If you’ve had an eating disorder, you know the fear of losing control: control of your body shape and weight, your eating, your emotions, your environment, your public image, people’s feelings toward you…The list of things you need to control is endless. The effort to control it all is exhausting. And it’s unforgiving. If you lose a little control of anything, it means you and your life are totally out–of–control (another of those all–or–nothing experiences).

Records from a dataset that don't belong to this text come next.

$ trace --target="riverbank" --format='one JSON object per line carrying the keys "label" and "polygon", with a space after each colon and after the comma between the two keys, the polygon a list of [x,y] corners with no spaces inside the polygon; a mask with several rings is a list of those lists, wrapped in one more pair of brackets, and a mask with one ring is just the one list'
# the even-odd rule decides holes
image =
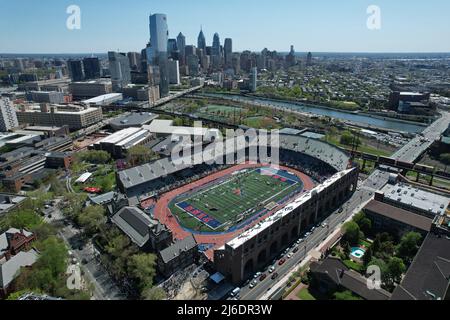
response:
{"label": "riverbank", "polygon": [[[417,134],[426,128],[426,124],[402,119],[393,119],[370,113],[343,111],[328,106],[318,106],[297,101],[284,101],[278,99],[260,98],[252,95],[237,95],[224,93],[197,93],[199,97],[218,98],[225,101],[250,103],[266,107],[277,108],[286,111],[296,111],[303,116],[323,116],[338,119],[345,124],[351,124],[361,128],[373,130],[395,131],[409,134]],[[295,110],[297,109],[297,110]]]}

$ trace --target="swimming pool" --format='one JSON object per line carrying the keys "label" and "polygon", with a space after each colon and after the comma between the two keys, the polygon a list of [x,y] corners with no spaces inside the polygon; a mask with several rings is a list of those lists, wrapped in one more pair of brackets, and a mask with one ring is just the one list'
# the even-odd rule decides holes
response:
{"label": "swimming pool", "polygon": [[364,250],[360,247],[353,247],[350,255],[352,255],[353,257],[355,257],[357,259],[361,259],[365,253],[366,253],[366,250]]}

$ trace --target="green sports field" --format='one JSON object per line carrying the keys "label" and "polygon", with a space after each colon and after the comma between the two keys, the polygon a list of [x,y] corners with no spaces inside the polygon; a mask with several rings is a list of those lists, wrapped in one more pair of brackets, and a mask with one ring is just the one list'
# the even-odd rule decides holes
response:
{"label": "green sports field", "polygon": [[181,195],[169,208],[187,229],[226,231],[259,212],[272,209],[302,187],[302,182],[287,172],[251,169]]}

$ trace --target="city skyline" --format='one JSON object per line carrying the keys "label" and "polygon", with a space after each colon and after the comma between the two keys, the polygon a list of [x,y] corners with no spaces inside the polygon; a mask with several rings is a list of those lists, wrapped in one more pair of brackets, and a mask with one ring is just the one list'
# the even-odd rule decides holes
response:
{"label": "city skyline", "polygon": [[[252,1],[237,0],[208,5],[136,0],[124,9],[119,1],[79,0],[75,4],[81,9],[80,30],[66,28],[66,9],[73,4],[70,1],[49,0],[45,10],[29,0],[2,2],[3,12],[9,14],[0,19],[0,38],[9,41],[2,44],[1,53],[139,52],[148,41],[148,16],[154,13],[167,15],[169,38],[182,32],[186,44],[196,45],[202,26],[207,46],[212,45],[217,32],[221,39],[233,39],[234,51],[261,51],[267,47],[288,52],[294,45],[298,52],[450,52],[448,42],[436,41],[450,37],[450,21],[445,17],[450,4],[443,0],[432,1],[433,5],[377,1],[380,30],[367,28],[370,1],[336,4],[326,0],[312,4],[286,0],[278,2],[277,7],[268,7],[264,1],[255,6]],[[427,14],[430,10],[433,14]],[[14,12],[24,15],[20,24],[15,23]],[[12,25],[14,28],[9,28]]]}

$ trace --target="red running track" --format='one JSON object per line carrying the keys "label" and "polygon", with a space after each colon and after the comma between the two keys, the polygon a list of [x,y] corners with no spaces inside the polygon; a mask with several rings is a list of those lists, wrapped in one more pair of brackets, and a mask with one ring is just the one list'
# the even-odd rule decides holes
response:
{"label": "red running track", "polygon": [[[259,168],[259,167],[267,167],[267,165],[251,164],[251,163],[239,164],[239,165],[230,167],[228,169],[213,173],[207,177],[204,177],[198,181],[187,184],[178,189],[169,191],[169,192],[163,194],[156,202],[155,209],[154,209],[155,218],[158,219],[161,223],[165,224],[172,231],[174,239],[177,239],[177,240],[184,239],[185,237],[190,235],[190,232],[184,230],[181,227],[181,225],[178,223],[177,218],[171,214],[168,205],[172,201],[172,199],[174,199],[175,197],[177,197],[179,195],[187,193],[189,191],[195,190],[205,184],[211,183],[217,179],[223,178],[224,176],[231,175],[233,172],[240,171],[243,169],[248,169],[248,168]],[[282,170],[286,170],[286,171],[295,173],[295,175],[297,177],[299,177],[301,179],[301,181],[303,182],[303,184],[304,184],[303,188],[306,191],[309,191],[315,187],[315,183],[312,181],[312,179],[309,176],[307,176],[306,174],[304,174],[303,172],[300,172],[300,171],[292,169],[292,168],[283,167],[283,166],[279,166],[279,168]],[[264,220],[267,217],[269,217],[270,215],[274,214],[276,211],[280,210],[282,207],[284,207],[288,203],[289,203],[289,201],[287,201],[285,204],[283,204],[281,206],[276,207],[275,209],[268,212],[263,217],[259,218],[258,220],[253,221],[252,223],[248,224],[247,226],[245,226],[237,231],[229,232],[229,233],[215,234],[215,235],[194,234],[195,240],[199,244],[213,244],[214,245],[211,249],[209,249],[207,252],[205,252],[206,256],[210,260],[213,260],[214,248],[223,246],[229,240],[235,238],[236,236],[238,236],[245,230],[250,229],[257,223],[259,223],[261,220]]]}

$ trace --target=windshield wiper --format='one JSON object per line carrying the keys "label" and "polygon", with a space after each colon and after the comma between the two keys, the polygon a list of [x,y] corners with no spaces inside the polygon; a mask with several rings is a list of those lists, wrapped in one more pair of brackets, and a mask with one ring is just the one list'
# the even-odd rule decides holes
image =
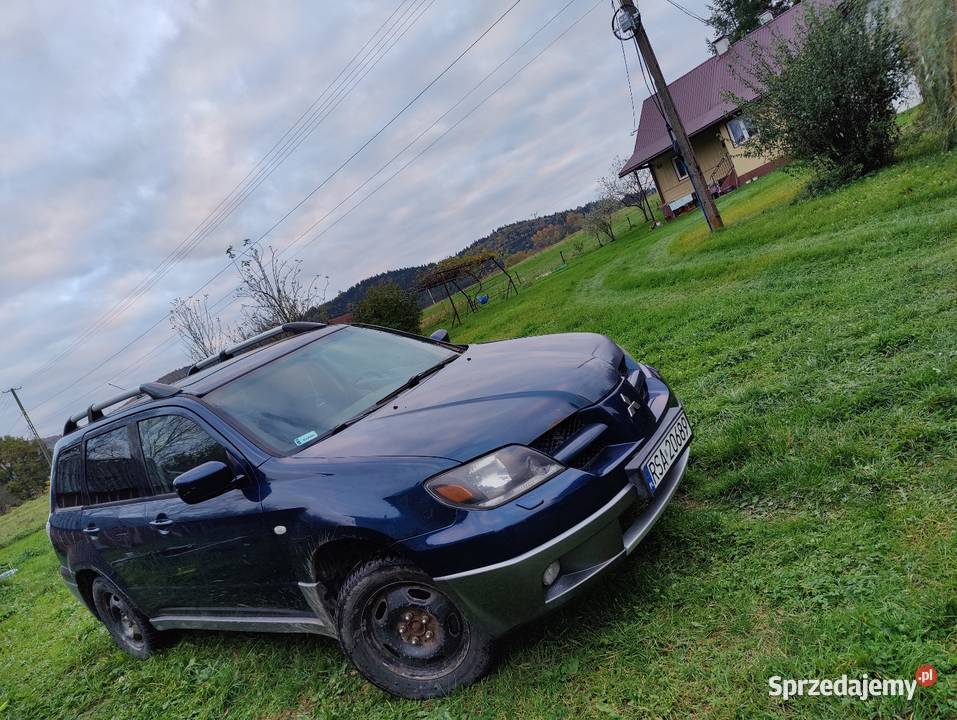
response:
{"label": "windshield wiper", "polygon": [[[410,377],[408,380],[406,380],[404,383],[402,383],[401,385],[399,385],[399,387],[397,387],[395,390],[393,390],[392,392],[390,392],[388,395],[386,395],[385,397],[382,397],[382,398],[379,398],[378,400],[376,400],[376,401],[375,401],[375,404],[373,404],[371,407],[366,408],[365,410],[363,410],[362,412],[360,412],[360,413],[357,414],[357,415],[353,415],[353,416],[352,416],[351,418],[349,418],[348,420],[343,420],[341,423],[339,423],[339,424],[336,425],[334,428],[332,428],[332,430],[330,430],[330,431],[327,432],[325,435],[323,435],[321,438],[319,438],[319,440],[325,440],[327,437],[331,437],[332,435],[335,435],[336,433],[342,432],[343,430],[345,430],[345,429],[346,429],[347,427],[349,427],[350,425],[354,425],[355,423],[359,422],[359,421],[360,421],[362,418],[364,418],[366,415],[369,415],[369,414],[371,414],[372,412],[374,412],[375,410],[378,410],[380,407],[382,407],[383,405],[385,405],[387,402],[389,402],[389,401],[390,401],[392,398],[394,398],[395,396],[399,395],[400,393],[405,392],[405,391],[408,390],[409,388],[415,387],[415,386],[418,385],[420,382],[422,382],[423,380],[425,380],[425,378],[427,378],[429,375],[431,375],[431,374],[433,374],[433,373],[435,373],[435,372],[438,372],[439,370],[441,370],[442,368],[444,368],[446,365],[448,365],[450,362],[452,362],[453,360],[455,360],[457,357],[459,357],[459,356],[458,356],[458,355],[453,355],[452,357],[446,358],[446,359],[443,360],[442,362],[436,363],[436,364],[433,365],[432,367],[427,368],[427,369],[423,370],[423,371],[420,372],[420,373],[416,373],[415,375],[413,375],[412,377]],[[316,442],[319,442],[319,440],[317,440]]]}
{"label": "windshield wiper", "polygon": [[453,360],[455,360],[455,358],[457,358],[457,357],[458,357],[458,355],[453,355],[452,357],[446,358],[446,359],[443,360],[442,362],[436,363],[436,364],[433,365],[432,367],[427,368],[427,369],[423,370],[423,371],[420,372],[420,373],[416,373],[415,375],[413,375],[412,377],[410,377],[408,380],[406,380],[404,383],[402,383],[401,385],[399,385],[399,387],[397,387],[395,390],[393,390],[392,392],[390,392],[388,395],[386,395],[386,396],[383,397],[383,398],[379,398],[378,400],[376,400],[376,403],[375,403],[375,405],[372,406],[372,408],[375,409],[375,408],[377,408],[377,407],[381,407],[382,405],[385,405],[387,402],[389,402],[389,400],[391,400],[392,398],[394,398],[396,395],[398,395],[399,393],[405,392],[405,391],[408,390],[409,388],[415,387],[415,386],[418,385],[420,382],[422,382],[423,380],[425,380],[425,378],[427,378],[429,375],[431,375],[432,373],[438,372],[439,370],[441,370],[442,368],[444,368],[446,365],[448,365],[450,362],[452,362]]}

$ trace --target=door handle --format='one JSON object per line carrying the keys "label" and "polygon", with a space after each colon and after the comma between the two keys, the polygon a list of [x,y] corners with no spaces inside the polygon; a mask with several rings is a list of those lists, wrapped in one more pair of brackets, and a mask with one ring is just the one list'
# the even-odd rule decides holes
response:
{"label": "door handle", "polygon": [[150,525],[153,527],[168,527],[172,525],[173,521],[170,520],[165,515],[157,515],[155,520],[150,520]]}
{"label": "door handle", "polygon": [[83,528],[83,532],[85,532],[87,535],[96,535],[98,532],[100,532],[100,528],[98,528],[96,525],[87,525],[85,528]]}

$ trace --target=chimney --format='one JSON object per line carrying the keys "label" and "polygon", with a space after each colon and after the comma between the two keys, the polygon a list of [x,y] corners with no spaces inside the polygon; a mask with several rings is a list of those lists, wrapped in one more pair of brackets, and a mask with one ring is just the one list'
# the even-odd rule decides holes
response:
{"label": "chimney", "polygon": [[767,25],[772,20],[774,20],[774,13],[772,13],[770,10],[765,10],[763,13],[758,15],[758,22],[762,25]]}
{"label": "chimney", "polygon": [[714,40],[714,51],[718,55],[724,55],[731,47],[731,40],[727,35],[722,35]]}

How does control become such an all–consuming — you’ll pardon the term — issue to people with eating disorders? It probably won’t surprise you if I say it goes back to experiences you had growing up. Here are some of the more common scenarios that set the stage for control issues later in life:

  • Authoritarian families When control is enforced from the outside rather than cultivated from within, struggles over who’s the boss of me? often take on disguised forms, like an eating disorder.
  • Families that are preoccupied with issues of control When parents are anxiously focused on issues of control in their own lives, it is bound to get passed along to their kids.
  • Perfectionistic families When the bar for what is acceptable is set at perfection, anything less feels being out of control.
  • Chaotic families In families where no one is predictably in charge—for instance, due to alcohol or substance abuse — life really can be scary and it can feel like control is the only thing that matters.
  • Early trauma, such as catastrophic loss, abuse, neglect, or peer trauma. Trauma implies being overwhelmed, lacking sufficient support to protect you from the overwhelm, and helplessness to protect yourself from it. Being in control feels like the only way to avoid the unbearable feelings of overwhelm.

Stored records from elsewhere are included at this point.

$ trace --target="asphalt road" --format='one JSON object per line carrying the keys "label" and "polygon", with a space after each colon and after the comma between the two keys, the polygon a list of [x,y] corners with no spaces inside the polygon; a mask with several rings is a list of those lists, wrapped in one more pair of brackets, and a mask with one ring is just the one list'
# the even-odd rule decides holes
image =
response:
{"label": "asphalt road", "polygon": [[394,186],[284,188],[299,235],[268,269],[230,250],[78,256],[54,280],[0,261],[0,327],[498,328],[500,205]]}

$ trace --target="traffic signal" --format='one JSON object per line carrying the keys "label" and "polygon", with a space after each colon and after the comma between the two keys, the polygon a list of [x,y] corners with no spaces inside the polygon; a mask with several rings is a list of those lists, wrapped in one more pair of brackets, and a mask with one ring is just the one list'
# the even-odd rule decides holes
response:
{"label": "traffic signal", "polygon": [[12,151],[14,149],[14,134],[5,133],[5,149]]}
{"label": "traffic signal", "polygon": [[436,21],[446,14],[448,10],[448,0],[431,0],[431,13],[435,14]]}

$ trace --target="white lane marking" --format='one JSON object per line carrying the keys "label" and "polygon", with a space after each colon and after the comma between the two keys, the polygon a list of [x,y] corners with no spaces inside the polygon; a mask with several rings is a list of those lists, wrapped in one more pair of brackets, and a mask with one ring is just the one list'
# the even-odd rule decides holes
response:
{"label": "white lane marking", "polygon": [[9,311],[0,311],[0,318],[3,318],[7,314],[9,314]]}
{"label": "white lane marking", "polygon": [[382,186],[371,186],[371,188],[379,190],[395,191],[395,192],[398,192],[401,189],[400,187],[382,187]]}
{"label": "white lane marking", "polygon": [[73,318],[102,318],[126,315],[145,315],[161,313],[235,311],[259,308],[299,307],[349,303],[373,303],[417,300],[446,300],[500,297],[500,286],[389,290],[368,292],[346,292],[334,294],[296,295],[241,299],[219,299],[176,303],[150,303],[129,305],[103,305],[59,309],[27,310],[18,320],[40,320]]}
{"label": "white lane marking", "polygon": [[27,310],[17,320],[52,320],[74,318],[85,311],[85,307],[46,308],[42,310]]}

Okay, let’s say you identify with one or more of these scenarios. But what does this have to do with an eating disorder? Part of the genius of an eating disorder is that it seems to help you solve life issues that otherwise threaten to get the better of you. (Notice I said “seems ”.) When it comes to control, the genius ED move is to reduce the universe of what must be controlled down to weight and eating. If you stick to your current diet, or eat little to nothing, all’s right with the world. Ditto if you stay below a certain weight. And maintaining a certain level of discipline about exercise doesn’t hurt. In other words, sticking to the standards dictated by your eating disorder provides a false sense of being in control. Of course, if you’re in recovery you’ve discovered the giant paradox that the more you are run by your eating disorder, the more out–of–control you actually are.

If the paradox of an eating disorder is that it takes you out of control in the name of being in control, the paradox of recovery is that you need to accept lack of control in order to feel more in control.

How can that be? First of all, accepting lack of control means recognizing that life is big and complex and full of surprises. This is what John Lennon famously captured when he said: “Life is what happens while you’re making other plans.”  Frankly, to control everything would be to take the life out of it.

So what can you do if you’re terrified of not being in control, yet lack of control is a fundamental part of living? Your ”growth edge” in recovery is to reduce feelings of threat associated with situations where you lack control and to begin to build your sense of confidence about them. Confidence comes from discovering your capacity to figure things out, to stick with it when you’re uncertain, to develop new skills where they’re needed, to ask for help or support when necessary, and so forth. It requires knowing that not knowing is not shameful and learning is always an option. When you feel safer, curiosity can replace the sense of threat. Situations where you lack control can be invitations to growth. Ruling in the world of calories becomes less important and less interesting. Of course, gaining this kind of confidence can take a long time, but the freedom you gain for the rest of your life is well worth it.